This data showed a need to support a link length longer than 100m and
I recommended that we support 200m at that time.
We also polled our customers, offering three options, a low cost,
single PMD at 100m on OM3, a slightly higher cost single PMD at
150-200m on OM3, and a third option that would specify two PMDs
consisting of both option 1 and option 2. The results were
overwhelmingly in favor of Option 2, a single PMD at longer length. A
small number supported Option 3 (2 PMDs) but NONE supported Option 1.
While it is true that many of our customers have a substantial
portion of their link lengths that are less than 100m, they all have
link lengths longer than 100m. One customer noted that more than half
of his data center had link lengths longer than 100m.
Kolesar presented his company's sales data in September 2006 (see
_http://www.ieee802.org/3/hssg/public/sep06/kolesar_01_0906.pdf_).
His data also suggested that longer link lengths were needed and he
recommended 150m at that time.
All the data for datacenter seems to suggest that 100m is TOO SHORT
to cover a significant portion of the datacenter application.
Pepeljugoski presented new data yesterday on HPC link lengths that
show 85% being less than 20m and 98% less than 50m. This might
suggest that 100m is TOO LONG for HPC applications.This leads to
another question of whether there is any economic or technical
advantage to a shorter MMF objective for HPC?
*
2. Is there consensus on supporting a longer reach objective for MMF?*
I think there is, others on the call yesterday did not. I base my
opinion on the straw poll conducted in Munich:
Straw Poll #15: Should we continue to work on a proposal for an annex
to extend the reach of a 40GBASE-SR4 and 100GBASE-SR10 in addition to
the proposal(“pepeljugoski_01_0508.pdf”) as in “jewell_01_0508.pdf”.
Yes: 55
No: 3
*3. Could we achieve 75% support for adding a new MMF objective?*
I don't know but if we could not, I would be forced to vote against
adopting the current MMF baseline proposal (which I don't want to do)
and I think others may also. This may or may not lead to an impasse
similar to what we experienced in 802.3ae.

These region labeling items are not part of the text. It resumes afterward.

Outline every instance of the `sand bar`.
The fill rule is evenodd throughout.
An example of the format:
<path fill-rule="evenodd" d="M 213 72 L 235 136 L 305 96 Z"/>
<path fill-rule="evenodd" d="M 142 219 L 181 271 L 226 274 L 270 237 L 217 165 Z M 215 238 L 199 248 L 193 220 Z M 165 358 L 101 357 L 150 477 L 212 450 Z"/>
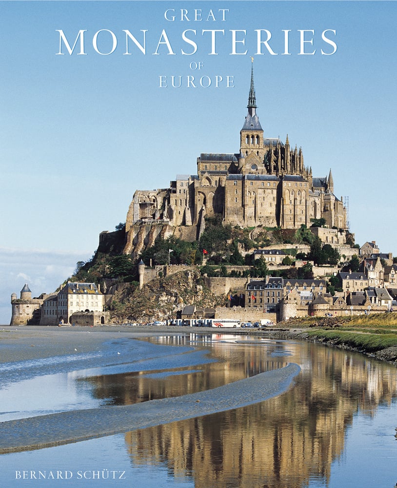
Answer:
<path fill-rule="evenodd" d="M 130 331 L 113 328 L 106 331 L 66 327 L 51 327 L 44 331 L 28 327 L 16 328 L 0 334 L 1 362 L 25 360 L 27 357 L 32 359 L 66 354 L 78 339 L 79 347 L 89 352 L 101 347 L 104 341 L 111 338 L 131 337 Z M 138 333 L 147 336 L 150 331 Z M 5 347 L 6 345 L 8 346 Z M 12 357 L 7 352 L 8 349 L 12 350 Z M 125 406 L 73 410 L 2 422 L 0 453 L 110 435 L 257 403 L 282 393 L 299 370 L 299 366 L 291 364 L 213 389 L 176 398 Z"/>

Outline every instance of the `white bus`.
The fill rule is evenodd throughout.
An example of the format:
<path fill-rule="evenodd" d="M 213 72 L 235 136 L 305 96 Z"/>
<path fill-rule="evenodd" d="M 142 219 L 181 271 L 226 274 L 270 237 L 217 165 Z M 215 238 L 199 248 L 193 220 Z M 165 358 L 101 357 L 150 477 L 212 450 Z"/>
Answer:
<path fill-rule="evenodd" d="M 210 327 L 241 327 L 239 320 L 237 319 L 210 319 Z"/>

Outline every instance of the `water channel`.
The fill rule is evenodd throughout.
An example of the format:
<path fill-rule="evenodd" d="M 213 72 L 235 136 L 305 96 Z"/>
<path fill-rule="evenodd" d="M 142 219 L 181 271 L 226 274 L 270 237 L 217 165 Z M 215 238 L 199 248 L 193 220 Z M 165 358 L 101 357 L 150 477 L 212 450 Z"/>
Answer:
<path fill-rule="evenodd" d="M 116 349 L 135 351 L 135 359 L 104 361 Z M 286 391 L 258 403 L 2 454 L 0 486 L 393 488 L 397 482 L 393 366 L 320 345 L 221 334 L 124 338 L 106 350 L 101 363 L 95 354 L 67 367 L 54 359 L 50 370 L 36 365 L 25 375 L 14 374 L 21 365 L 3 364 L 0 421 L 182 397 L 289 363 L 300 370 Z"/>

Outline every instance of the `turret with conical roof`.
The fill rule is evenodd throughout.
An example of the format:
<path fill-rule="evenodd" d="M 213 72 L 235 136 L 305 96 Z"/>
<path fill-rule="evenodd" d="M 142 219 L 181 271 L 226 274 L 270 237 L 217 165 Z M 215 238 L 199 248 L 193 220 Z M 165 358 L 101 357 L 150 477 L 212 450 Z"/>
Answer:
<path fill-rule="evenodd" d="M 20 299 L 21 300 L 30 300 L 32 299 L 32 292 L 28 286 L 27 283 L 25 283 L 23 288 L 20 290 Z"/>

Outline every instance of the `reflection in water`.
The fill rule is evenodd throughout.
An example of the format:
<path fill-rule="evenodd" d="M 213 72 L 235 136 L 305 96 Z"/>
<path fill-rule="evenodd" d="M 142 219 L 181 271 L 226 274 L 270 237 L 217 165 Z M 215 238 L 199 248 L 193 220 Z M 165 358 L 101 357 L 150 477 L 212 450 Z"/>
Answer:
<path fill-rule="evenodd" d="M 126 434 L 134 463 L 165 463 L 178 478 L 193 478 L 197 488 L 295 488 L 319 478 L 327 484 L 354 416 L 357 411 L 374 415 L 379 404 L 390 404 L 396 396 L 395 368 L 359 355 L 282 342 L 241 349 L 214 342 L 213 347 L 223 360 L 200 379 L 198 373 L 179 378 L 179 394 L 280 367 L 281 363 L 266 359 L 276 350 L 287 350 L 289 361 L 299 364 L 302 371 L 295 386 L 276 398 Z M 234 348 L 231 355 L 230 347 Z M 231 357 L 233 363 L 226 359 Z M 168 393 L 164 385 L 161 393 L 155 392 L 161 383 L 152 382 L 152 394 Z"/>
<path fill-rule="evenodd" d="M 224 338 L 222 340 L 219 338 Z M 168 346 L 191 345 L 201 348 L 205 346 L 210 356 L 216 361 L 172 370 L 153 370 L 119 374 L 102 375 L 81 378 L 82 385 L 89 383 L 92 386 L 93 396 L 103 401 L 107 405 L 129 405 L 149 400 L 179 396 L 220 386 L 232 382 L 278 369 L 288 362 L 282 357 L 273 357 L 276 350 L 285 347 L 274 342 L 264 341 L 241 345 L 236 343 L 240 339 L 211 335 L 192 334 L 190 336 L 177 336 L 150 338 L 151 342 Z M 232 342 L 233 341 L 233 342 Z M 286 355 L 290 353 L 286 352 Z M 289 359 L 289 358 L 288 358 Z M 168 374 L 167 374 L 168 372 Z M 179 374 L 176 374 L 179 373 Z"/>
<path fill-rule="evenodd" d="M 213 388 L 288 363 L 299 365 L 301 371 L 287 391 L 259 404 L 123 436 L 3 455 L 2 469 L 73 466 L 76 473 L 80 468 L 117 468 L 127 472 L 125 485 L 120 486 L 142 488 L 392 488 L 397 481 L 395 367 L 321 345 L 253 336 L 194 333 L 147 341 L 142 346 L 193 346 L 209 350 L 216 361 L 186 359 L 183 367 L 172 367 L 159 359 L 153 363 L 157 370 L 145 363 L 140 372 L 121 374 L 119 369 L 117 374 L 89 378 L 70 372 L 76 397 L 89 393 L 92 401 L 101 405 L 131 404 Z M 183 353 L 175 355 L 190 350 L 181 348 Z M 362 427 L 358 433 L 357 423 Z M 153 467 L 156 474 L 151 478 Z M 137 470 L 141 472 L 139 482 Z M 9 472 L 10 480 L 13 475 Z M 25 481 L 24 486 L 37 486 L 35 480 Z M 75 476 L 67 485 L 74 488 L 81 481 Z M 98 486 L 103 485 L 98 479 L 84 483 Z"/>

I understand the concern that adding the objective without a clear
consensus on how to support the new objective could lead to delay but
I have found this committee to be very resourceful in driving to a
solution after we have made a decision to go forward. 40G is one
recent example of a situation where no consensus turned very quickly
to consensus.
I think adding a new objective is the right approach and in the long
run will save the task force valuable development time.

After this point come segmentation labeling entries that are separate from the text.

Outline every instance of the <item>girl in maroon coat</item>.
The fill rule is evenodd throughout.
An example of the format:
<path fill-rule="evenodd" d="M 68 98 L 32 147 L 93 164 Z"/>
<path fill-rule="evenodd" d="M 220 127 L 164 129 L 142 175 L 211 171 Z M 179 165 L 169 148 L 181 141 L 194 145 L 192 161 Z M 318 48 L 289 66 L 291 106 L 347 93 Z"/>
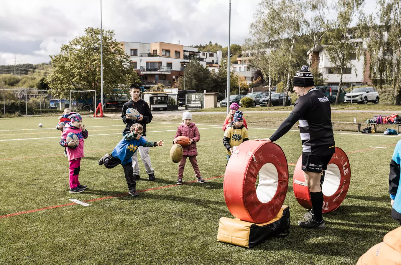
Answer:
<path fill-rule="evenodd" d="M 200 176 L 199 168 L 198 166 L 198 161 L 196 160 L 196 156 L 198 155 L 198 149 L 196 149 L 196 142 L 199 142 L 200 139 L 199 132 L 195 125 L 195 122 L 191 122 L 192 119 L 192 114 L 188 111 L 185 111 L 182 113 L 182 122 L 181 125 L 177 128 L 177 133 L 173 142 L 176 143 L 176 139 L 178 136 L 186 136 L 189 138 L 189 145 L 188 146 L 182 147 L 182 158 L 180 161 L 180 165 L 178 166 L 178 180 L 177 184 L 182 184 L 182 174 L 184 173 L 184 168 L 185 166 L 185 162 L 186 162 L 186 158 L 189 158 L 189 161 L 191 162 L 192 167 L 194 168 L 195 171 L 195 176 L 196 177 L 196 182 L 203 183 L 206 181 L 203 179 Z"/>

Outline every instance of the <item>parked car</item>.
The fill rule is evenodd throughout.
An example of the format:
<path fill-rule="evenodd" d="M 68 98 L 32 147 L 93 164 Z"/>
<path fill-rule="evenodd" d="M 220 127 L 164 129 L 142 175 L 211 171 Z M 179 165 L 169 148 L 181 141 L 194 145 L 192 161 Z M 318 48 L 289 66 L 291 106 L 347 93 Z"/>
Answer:
<path fill-rule="evenodd" d="M 241 100 L 241 98 L 242 98 L 245 97 L 245 95 L 230 95 L 230 104 L 229 105 L 231 105 L 232 104 L 235 102 L 238 105 L 239 105 L 239 101 Z M 225 99 L 220 101 L 220 106 L 221 107 L 225 107 L 227 106 L 227 98 Z"/>
<path fill-rule="evenodd" d="M 284 93 L 272 93 L 271 104 L 273 106 L 283 106 L 284 104 L 284 98 L 286 94 Z M 264 98 L 259 101 L 261 106 L 267 106 L 269 103 L 269 97 Z M 291 98 L 289 96 L 287 99 L 287 106 L 291 104 Z"/>
<path fill-rule="evenodd" d="M 354 88 L 351 92 L 345 94 L 344 102 L 351 102 L 351 96 L 352 103 L 356 102 L 358 104 L 366 104 L 368 102 L 373 102 L 376 104 L 379 103 L 379 92 L 373 87 Z"/>
<path fill-rule="evenodd" d="M 246 96 L 252 98 L 253 100 L 253 106 L 259 104 L 260 100 L 265 97 L 266 95 L 263 93 L 248 93 Z M 240 106 L 241 106 L 240 104 Z"/>
<path fill-rule="evenodd" d="M 336 102 L 336 98 L 337 97 L 337 94 L 338 92 L 338 86 L 316 86 L 316 88 L 326 95 L 330 103 L 334 103 Z M 342 102 L 344 100 L 346 92 L 342 87 L 341 88 L 340 91 L 340 102 Z"/>

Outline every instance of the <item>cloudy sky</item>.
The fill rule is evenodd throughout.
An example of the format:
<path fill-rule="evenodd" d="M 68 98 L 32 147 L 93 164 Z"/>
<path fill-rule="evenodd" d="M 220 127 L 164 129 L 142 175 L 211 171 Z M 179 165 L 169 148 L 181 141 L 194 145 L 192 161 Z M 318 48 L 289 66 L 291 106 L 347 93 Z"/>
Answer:
<path fill-rule="evenodd" d="M 330 1 L 331 0 L 329 0 Z M 242 44 L 260 0 L 231 0 L 231 42 Z M 365 0 L 372 12 L 375 0 Z M 228 44 L 228 0 L 103 0 L 103 28 L 119 41 Z M 100 27 L 100 0 L 2 1 L 0 65 L 49 62 L 62 44 Z"/>

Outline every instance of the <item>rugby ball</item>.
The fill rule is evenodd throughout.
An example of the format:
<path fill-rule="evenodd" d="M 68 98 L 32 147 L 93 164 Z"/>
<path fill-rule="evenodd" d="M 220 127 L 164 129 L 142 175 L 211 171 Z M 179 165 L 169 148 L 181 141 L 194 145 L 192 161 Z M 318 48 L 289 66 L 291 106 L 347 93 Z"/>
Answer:
<path fill-rule="evenodd" d="M 182 158 L 182 147 L 175 144 L 171 147 L 170 149 L 170 157 L 174 163 L 178 163 Z"/>
<path fill-rule="evenodd" d="M 68 135 L 67 135 L 67 143 L 69 143 L 73 140 L 77 140 L 78 142 L 78 144 L 75 146 L 71 147 L 73 148 L 75 148 L 78 146 L 78 145 L 79 144 L 79 140 L 78 139 L 78 137 L 77 136 L 77 135 L 74 133 L 73 132 L 70 132 Z"/>
<path fill-rule="evenodd" d="M 61 125 L 61 128 L 60 129 L 62 132 L 64 130 L 64 126 L 65 126 L 65 122 L 63 121 L 62 121 L 59 124 L 59 125 Z"/>
<path fill-rule="evenodd" d="M 138 111 L 132 108 L 127 108 L 126 113 L 128 114 L 131 117 L 131 119 L 134 120 L 135 120 L 141 116 L 141 115 L 138 112 Z"/>
<path fill-rule="evenodd" d="M 178 136 L 176 139 L 176 142 L 183 147 L 188 146 L 189 144 L 189 138 L 186 136 Z"/>

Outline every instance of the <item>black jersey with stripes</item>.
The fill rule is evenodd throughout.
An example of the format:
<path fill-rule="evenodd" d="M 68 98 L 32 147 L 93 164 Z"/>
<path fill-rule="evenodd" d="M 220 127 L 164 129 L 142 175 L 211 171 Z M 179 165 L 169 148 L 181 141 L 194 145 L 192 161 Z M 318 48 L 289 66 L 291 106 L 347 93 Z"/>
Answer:
<path fill-rule="evenodd" d="M 330 102 L 324 94 L 312 88 L 295 102 L 294 109 L 270 138 L 277 141 L 299 120 L 302 153 L 327 155 L 335 153 Z"/>
<path fill-rule="evenodd" d="M 291 113 L 299 118 L 302 153 L 324 155 L 335 153 L 330 102 L 324 94 L 316 88 L 311 89 L 297 100 Z"/>

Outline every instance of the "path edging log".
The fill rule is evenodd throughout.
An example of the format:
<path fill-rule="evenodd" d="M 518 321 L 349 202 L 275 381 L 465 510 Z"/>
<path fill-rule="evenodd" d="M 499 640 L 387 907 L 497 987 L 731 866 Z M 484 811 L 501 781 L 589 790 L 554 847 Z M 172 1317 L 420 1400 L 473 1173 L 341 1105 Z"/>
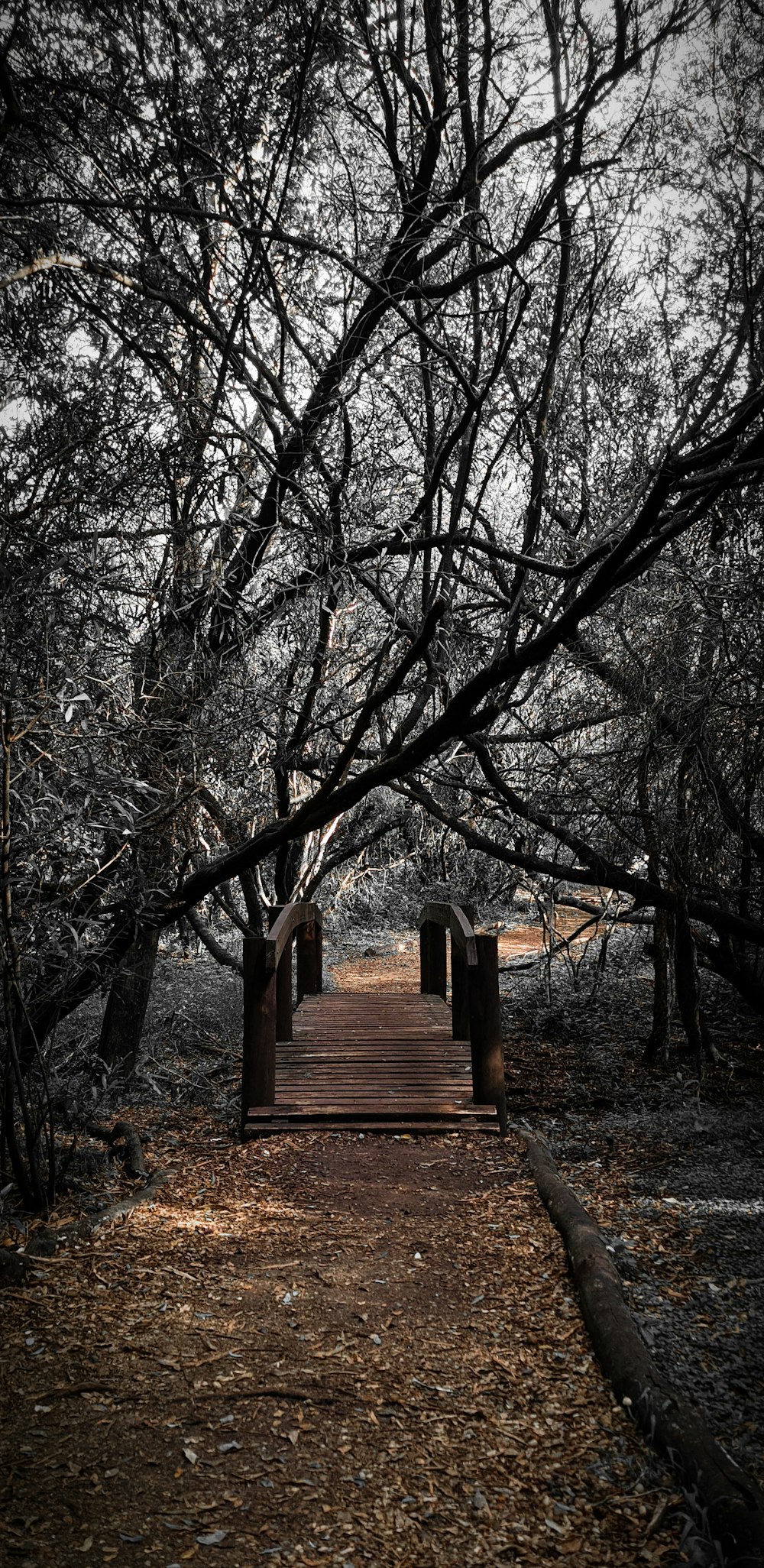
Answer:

*4. Can we agree on the right assumptions on the 10G model to
evaluate the various proposals?*
Everyone seems to be using slightly different variations of the model
to evaluate the capability of the proposal; we need to agree on a
common approach of analysis.
*
5. Can we not let the discussion on OM4 cloud the decision?*
We can get extended link lengths on OM3. By achieving longer lengths
on OM3, even longer lengths will be possible on OM4 with the same
specification. What I don't want people to think is that OM4 is
required to get longer lengths.
*
6. Summary*
John D'Ambrosia has provided advice that if we want to move forward
with a new MMF objective, July is the time to do it - if we delay the
decision, it is guaranteed to delay the overall process. Some might
think if we make the decision, it will delay the overall process but
we don't know that yet. I don't think adding an informative
specification on a PMD is the right way to go - let's get the MMF
objective(s) right - we owe it to ourselves and to our customers. To
do anything less is just avoiding the issue. Let's get the objectives
set, get the assumptions correct and utilize the process set up by
Petrilla and Barbieri to drive toward the hard decisions that we are
all very capable of making.
Sincerely,
Steve Swanson
------------------------------------------------------------------------
*From:* Paul Kolesar [_mailto:PKOLESAR@xxxxxxxxxxxxx] *
Sent:* Thursday, July 10, 2008 7:19 PM*
To:* _STDS-802-3-HSSG@xxxxxxxxxxxxxxxxxx
<mailto:STDS-802-3-HSSG@xxxxxxxxxxxxxxxxx>*
Subject:* Re: [802.3BA] XR ad hoc Phone Conference Notice
Alessandro,
I'd like to continue your thread with some observations that have
driven me to certain conclusions, and to follow that with a
suggestion about how to parse the approach and drive to a consensus
position.
First let's consider what various customers are telling us. The
Corning survey of their customers, which has been presented to the
Ethernet Alliance, the XR ad-hoc, and will be presented next week to
802.3ba, shows that the large majority of customers want a single PMD
solution that can provide 150m on OM3 and 250m on OM4. A minority
were willing to accept a two PMD solution set that delivers the
lowest cost PMD to serve up to 100 m and a second PMD to serve the
extended distances as above. Not a single response indicated a
preference for a solution limited to 100m. We also hear strongly
expressed opinions from various system vendors that a longer distance
solution is not acceptable if it raises cost or power consumption of
the currently adopted 100m PMD. Under these conditions, and given
the options presented and debated within the XR ad-hoc, I believe you
are justified in concluding that a single PMD cannot satisfy all
these constraints. Yet it is clear to me that the market will demand
a low-cost PMD that can support more than 100m to fulfill the
distance needs of data centers. Therefore I conclude that the
correct compromise position is to develop a two-PMD solution. If the
committee does not undertake this development, it is likely that
several different proprietary solutions will be brought to the
market, with the net result of higher overall cost structures.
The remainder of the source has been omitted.